For the FFI level array support could be added as well: consider foo.bar[3].honk
where "bar" := CArray 'UnknownSize Bar
(or perhaps 'KnownSize 4
).
3. The issues
3.1 Type families
Recursive type families are atrociously slow, but functional dependencies can be used instead to do the exact same thing, so this doesn’t need to be solved for this to work.
3.2. Lists
The big problem is that fields are described as a type-level list. This means symbol lookup and equality checks are slow, plus duplicates have to be manually pruned on insertion.
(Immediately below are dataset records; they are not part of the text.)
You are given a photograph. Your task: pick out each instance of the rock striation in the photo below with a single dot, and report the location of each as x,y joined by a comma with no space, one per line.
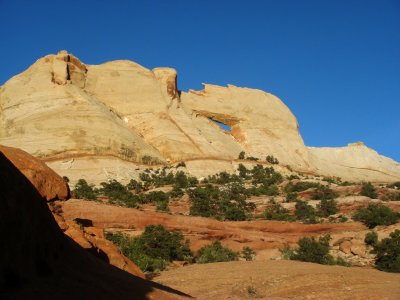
37,261
49,184
120,113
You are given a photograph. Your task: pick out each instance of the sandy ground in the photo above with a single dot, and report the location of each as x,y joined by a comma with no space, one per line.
281,280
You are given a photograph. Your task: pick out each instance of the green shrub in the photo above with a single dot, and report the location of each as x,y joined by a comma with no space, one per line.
287,252
300,186
181,164
395,185
341,262
375,215
134,185
154,248
327,208
228,204
252,158
322,192
242,171
215,253
83,190
388,253
275,211
368,190
181,180
313,250
162,206
248,253
159,198
272,160
118,194
305,213
391,197
371,238
176,192
291,197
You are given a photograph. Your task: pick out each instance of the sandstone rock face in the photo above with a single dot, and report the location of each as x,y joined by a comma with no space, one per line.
38,261
60,109
50,185
354,161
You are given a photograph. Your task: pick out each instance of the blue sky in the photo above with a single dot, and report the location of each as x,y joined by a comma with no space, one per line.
336,64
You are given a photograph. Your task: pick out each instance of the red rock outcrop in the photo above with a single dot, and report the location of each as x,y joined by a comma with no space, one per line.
47,182
37,261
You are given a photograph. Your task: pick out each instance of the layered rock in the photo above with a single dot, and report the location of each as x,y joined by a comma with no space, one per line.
354,161
60,109
49,184
37,261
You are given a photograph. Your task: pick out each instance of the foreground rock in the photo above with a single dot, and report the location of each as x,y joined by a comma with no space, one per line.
49,184
259,235
61,109
37,261
282,280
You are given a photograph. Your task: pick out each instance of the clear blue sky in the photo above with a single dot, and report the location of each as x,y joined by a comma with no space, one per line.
336,64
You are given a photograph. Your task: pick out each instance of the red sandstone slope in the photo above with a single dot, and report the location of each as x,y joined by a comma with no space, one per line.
47,182
37,261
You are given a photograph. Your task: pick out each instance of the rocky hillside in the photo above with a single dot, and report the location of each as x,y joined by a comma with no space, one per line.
37,261
105,120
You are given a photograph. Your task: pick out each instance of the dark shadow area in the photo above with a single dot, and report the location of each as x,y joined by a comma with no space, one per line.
221,125
83,222
37,261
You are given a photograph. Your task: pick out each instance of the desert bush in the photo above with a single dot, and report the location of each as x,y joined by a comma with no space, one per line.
224,178
228,204
180,164
242,171
149,160
275,211
391,197
154,197
388,253
300,186
327,208
394,185
272,160
248,253
368,190
313,250
252,158
341,262
118,193
83,190
376,214
291,197
215,253
154,248
134,185
305,213
323,192
371,238
176,192
162,206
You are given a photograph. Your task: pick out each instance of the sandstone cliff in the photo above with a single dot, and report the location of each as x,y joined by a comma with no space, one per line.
37,261
104,120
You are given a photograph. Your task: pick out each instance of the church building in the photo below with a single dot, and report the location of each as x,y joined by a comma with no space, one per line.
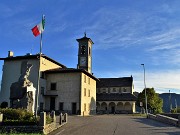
71,90
60,88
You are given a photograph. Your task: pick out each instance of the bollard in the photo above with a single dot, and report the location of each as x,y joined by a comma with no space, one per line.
53,116
42,118
179,121
60,119
1,118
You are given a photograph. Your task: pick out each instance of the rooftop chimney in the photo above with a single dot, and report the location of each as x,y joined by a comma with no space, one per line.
10,54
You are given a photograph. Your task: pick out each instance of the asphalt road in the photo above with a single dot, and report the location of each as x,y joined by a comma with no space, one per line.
115,125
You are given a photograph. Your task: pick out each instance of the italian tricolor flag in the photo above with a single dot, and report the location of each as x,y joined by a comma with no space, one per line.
38,29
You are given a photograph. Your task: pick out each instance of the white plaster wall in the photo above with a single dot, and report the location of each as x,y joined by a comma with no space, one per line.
86,99
68,89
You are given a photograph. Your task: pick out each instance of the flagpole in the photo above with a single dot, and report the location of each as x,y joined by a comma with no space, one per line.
39,72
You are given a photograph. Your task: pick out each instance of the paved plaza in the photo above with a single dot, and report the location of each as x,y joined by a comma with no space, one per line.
115,125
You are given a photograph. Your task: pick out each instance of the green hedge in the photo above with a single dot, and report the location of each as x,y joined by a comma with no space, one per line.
18,117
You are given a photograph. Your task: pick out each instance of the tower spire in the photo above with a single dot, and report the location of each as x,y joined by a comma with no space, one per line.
85,34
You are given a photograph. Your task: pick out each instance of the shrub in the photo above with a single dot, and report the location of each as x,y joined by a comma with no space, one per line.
17,117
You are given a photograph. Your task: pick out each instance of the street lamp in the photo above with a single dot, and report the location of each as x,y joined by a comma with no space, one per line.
145,90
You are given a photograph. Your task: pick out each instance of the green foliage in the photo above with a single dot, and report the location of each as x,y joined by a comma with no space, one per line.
154,102
17,117
48,119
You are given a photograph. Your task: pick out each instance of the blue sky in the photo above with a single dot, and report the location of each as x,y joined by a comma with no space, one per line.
126,33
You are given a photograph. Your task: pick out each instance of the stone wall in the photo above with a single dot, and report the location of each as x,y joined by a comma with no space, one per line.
42,128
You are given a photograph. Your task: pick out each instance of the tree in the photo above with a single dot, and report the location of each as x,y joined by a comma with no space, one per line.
154,102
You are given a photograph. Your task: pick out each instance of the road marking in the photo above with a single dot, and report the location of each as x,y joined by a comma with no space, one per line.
60,132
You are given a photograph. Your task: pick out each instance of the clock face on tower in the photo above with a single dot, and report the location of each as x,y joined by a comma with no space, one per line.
83,61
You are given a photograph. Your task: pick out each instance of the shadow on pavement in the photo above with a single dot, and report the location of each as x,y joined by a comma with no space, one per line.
158,127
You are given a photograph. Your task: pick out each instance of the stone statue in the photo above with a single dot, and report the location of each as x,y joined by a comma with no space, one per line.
22,92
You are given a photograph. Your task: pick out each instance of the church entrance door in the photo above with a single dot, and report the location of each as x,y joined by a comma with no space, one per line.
113,109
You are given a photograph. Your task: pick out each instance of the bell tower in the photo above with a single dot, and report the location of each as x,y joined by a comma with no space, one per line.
85,53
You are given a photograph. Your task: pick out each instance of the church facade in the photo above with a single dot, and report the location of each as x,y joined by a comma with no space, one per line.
115,95
60,88
71,90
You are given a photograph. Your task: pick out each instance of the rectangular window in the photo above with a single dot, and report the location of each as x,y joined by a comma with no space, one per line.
84,91
53,86
85,78
41,106
61,106
88,93
89,80
114,89
42,90
84,106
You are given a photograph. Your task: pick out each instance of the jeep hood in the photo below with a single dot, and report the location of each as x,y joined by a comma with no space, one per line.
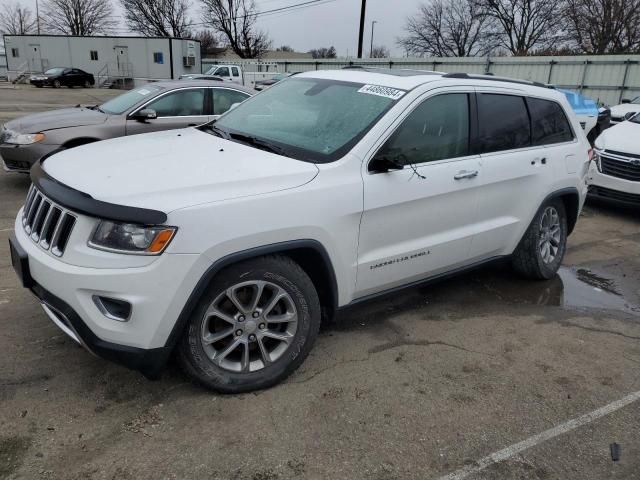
64,118
175,169
620,138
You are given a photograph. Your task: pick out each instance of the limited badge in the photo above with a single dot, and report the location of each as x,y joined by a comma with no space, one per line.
380,91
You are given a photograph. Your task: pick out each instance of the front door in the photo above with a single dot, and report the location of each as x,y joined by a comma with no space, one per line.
122,61
419,221
35,58
178,109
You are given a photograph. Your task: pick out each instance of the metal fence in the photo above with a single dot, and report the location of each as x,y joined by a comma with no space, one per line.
606,78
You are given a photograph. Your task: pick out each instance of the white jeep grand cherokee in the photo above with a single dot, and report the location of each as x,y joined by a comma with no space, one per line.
227,243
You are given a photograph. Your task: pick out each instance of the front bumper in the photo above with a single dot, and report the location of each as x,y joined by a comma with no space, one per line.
20,158
157,293
613,188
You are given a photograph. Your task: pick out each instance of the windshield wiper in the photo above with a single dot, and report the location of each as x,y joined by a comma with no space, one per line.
258,143
217,130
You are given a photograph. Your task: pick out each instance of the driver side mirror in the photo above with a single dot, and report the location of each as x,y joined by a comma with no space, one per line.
381,164
145,114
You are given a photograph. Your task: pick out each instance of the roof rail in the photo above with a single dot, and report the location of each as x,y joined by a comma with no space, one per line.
492,78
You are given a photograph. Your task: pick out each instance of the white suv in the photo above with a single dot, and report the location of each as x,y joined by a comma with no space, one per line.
228,243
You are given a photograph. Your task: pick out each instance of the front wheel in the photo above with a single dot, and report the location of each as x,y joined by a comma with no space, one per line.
253,327
543,246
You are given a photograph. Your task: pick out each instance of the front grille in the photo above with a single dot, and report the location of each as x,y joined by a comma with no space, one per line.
615,195
621,166
47,224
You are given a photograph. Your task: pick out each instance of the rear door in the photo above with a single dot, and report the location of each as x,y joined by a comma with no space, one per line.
419,221
176,109
517,172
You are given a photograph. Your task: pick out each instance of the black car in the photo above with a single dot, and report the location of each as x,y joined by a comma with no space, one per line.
61,76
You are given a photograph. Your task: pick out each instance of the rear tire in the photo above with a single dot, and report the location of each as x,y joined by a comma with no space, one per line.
542,248
254,326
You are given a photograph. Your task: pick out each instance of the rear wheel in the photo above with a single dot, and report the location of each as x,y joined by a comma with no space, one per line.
543,246
253,327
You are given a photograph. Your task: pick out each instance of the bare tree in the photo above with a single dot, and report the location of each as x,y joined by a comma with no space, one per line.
157,18
235,21
324,52
603,26
380,51
78,17
448,28
208,42
524,26
16,19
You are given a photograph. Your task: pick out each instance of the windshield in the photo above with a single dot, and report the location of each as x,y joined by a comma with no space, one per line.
124,102
311,119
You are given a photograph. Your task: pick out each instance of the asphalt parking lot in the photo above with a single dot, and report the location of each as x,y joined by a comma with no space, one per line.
439,382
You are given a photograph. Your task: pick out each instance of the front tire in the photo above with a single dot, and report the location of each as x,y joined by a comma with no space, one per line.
541,250
255,325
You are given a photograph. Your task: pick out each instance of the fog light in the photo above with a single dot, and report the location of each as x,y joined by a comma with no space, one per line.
112,308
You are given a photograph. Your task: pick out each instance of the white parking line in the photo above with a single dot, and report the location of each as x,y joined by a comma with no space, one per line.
509,452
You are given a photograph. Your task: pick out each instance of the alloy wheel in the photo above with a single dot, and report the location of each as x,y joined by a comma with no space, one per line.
550,235
249,326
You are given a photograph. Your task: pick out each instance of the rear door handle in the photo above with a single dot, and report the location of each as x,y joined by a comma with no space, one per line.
465,174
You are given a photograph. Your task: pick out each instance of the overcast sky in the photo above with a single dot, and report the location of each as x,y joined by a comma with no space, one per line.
333,23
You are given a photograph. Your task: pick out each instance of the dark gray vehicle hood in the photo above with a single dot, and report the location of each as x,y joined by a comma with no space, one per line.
64,118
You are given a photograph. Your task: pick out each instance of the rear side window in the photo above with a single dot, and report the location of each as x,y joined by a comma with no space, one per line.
504,122
549,123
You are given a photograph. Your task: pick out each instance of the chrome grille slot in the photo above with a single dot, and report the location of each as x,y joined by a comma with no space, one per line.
38,220
62,233
46,223
620,166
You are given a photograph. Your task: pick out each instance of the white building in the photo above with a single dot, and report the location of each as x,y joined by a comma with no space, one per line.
130,59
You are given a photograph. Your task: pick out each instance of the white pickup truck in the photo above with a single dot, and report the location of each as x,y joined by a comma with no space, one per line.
227,73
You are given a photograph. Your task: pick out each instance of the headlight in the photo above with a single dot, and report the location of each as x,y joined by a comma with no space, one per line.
16,138
130,238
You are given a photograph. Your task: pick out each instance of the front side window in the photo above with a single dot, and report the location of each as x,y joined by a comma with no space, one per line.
222,72
438,129
503,122
315,120
182,103
549,123
224,98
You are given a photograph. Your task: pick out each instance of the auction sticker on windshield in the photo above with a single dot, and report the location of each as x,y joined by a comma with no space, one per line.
387,92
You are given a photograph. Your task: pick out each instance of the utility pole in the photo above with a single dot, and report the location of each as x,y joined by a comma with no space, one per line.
38,17
361,36
373,24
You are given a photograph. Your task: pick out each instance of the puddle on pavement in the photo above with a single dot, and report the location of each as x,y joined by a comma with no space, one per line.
573,287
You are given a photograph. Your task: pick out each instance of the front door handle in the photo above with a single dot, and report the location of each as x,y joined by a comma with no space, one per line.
466,174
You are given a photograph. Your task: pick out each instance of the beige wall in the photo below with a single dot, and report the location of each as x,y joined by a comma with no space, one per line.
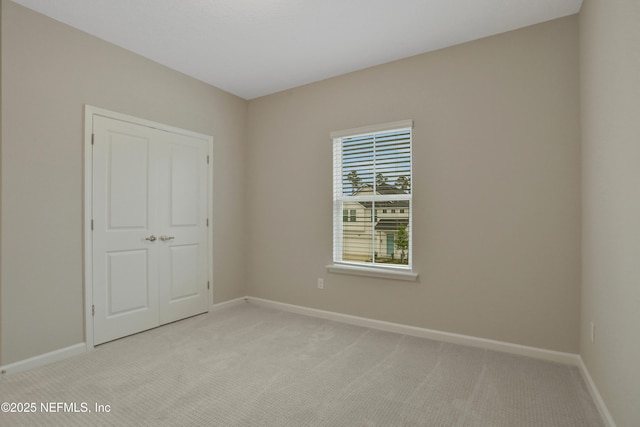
49,71
610,104
496,188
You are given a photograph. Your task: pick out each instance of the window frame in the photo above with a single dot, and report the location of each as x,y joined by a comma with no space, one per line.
373,268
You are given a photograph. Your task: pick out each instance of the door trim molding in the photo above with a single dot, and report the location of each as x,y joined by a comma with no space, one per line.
89,112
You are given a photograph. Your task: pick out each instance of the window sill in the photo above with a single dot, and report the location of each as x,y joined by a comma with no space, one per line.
382,273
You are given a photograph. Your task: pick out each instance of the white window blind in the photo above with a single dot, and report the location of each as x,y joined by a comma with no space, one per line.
372,178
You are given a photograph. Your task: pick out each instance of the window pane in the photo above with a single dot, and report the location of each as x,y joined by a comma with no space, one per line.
357,234
372,187
392,235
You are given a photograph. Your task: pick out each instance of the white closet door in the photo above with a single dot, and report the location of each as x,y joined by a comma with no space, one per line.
149,238
183,217
125,260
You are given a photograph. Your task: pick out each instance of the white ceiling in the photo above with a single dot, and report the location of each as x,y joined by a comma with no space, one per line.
256,47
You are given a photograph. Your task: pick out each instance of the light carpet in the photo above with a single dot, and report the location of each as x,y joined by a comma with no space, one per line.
254,366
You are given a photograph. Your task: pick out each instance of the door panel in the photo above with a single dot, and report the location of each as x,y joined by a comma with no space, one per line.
183,269
128,175
127,288
184,272
125,277
185,185
150,244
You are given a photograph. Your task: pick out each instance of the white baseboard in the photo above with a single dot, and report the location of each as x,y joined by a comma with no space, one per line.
227,304
43,359
595,394
521,350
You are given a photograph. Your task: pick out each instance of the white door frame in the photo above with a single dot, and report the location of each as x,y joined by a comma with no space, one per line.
89,112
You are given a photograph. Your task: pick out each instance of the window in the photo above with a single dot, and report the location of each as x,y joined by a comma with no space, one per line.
372,170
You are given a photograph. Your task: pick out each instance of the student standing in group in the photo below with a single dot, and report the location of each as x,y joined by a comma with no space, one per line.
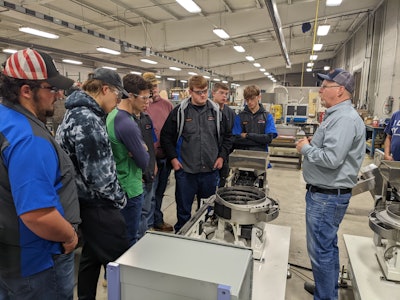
392,140
220,92
82,134
254,127
159,110
331,164
197,140
130,151
39,208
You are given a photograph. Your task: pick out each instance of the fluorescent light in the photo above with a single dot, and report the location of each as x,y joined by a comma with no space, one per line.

Within Haskell’s type-level system as is this appears unsolvable (as in “too painful to implement”), but I think a temporary solution could be a part of base
. Consider a type-level dictionary, somewhere in GHC.TypeFields
or similar:
data Fields a -- UTF-8 ordered dictionary from `Symbol` to `a`.
type family Empty :: Fields a
-- Fails on duplicate insertion.
-- Should only allow a subset of characters for coherent nesting.
type family Add (k :: Symbol) (v :: a) (xs :: Fields a) :: Fields a
-- Fails when no such symbol exists
type family Find (k :: Symbol) (v :: a) (xs :: Fields a) :: a
type family Size (xs :: Fields a) :: Nat
-- Fails when no such symbol exists
type family Index (k :: Symbol) (xs :: Field a) :: Nat
3.3. Nesting
Notation slicing functions are way more complex than list traversals, so baked-in type families would be far more efficient than a complex network of symbol conses, unconses and appends.
4. Conclusion
This feels like it should’ve been a GHC proposal made in 2018 by someone far more knowledgeable than me. It does not need any new Haskell extensions, only a small handful of helper functions in base
, which some day would be subsumed by a more powerful general approach to type-level programming. It can be freely extended by anyone willing outside of base
and It incurs no runtime overhead.
I wish I could make a plugin to see if I’m wrong on this, but I don’t know if an entire type-level dictionary can be implemented that way.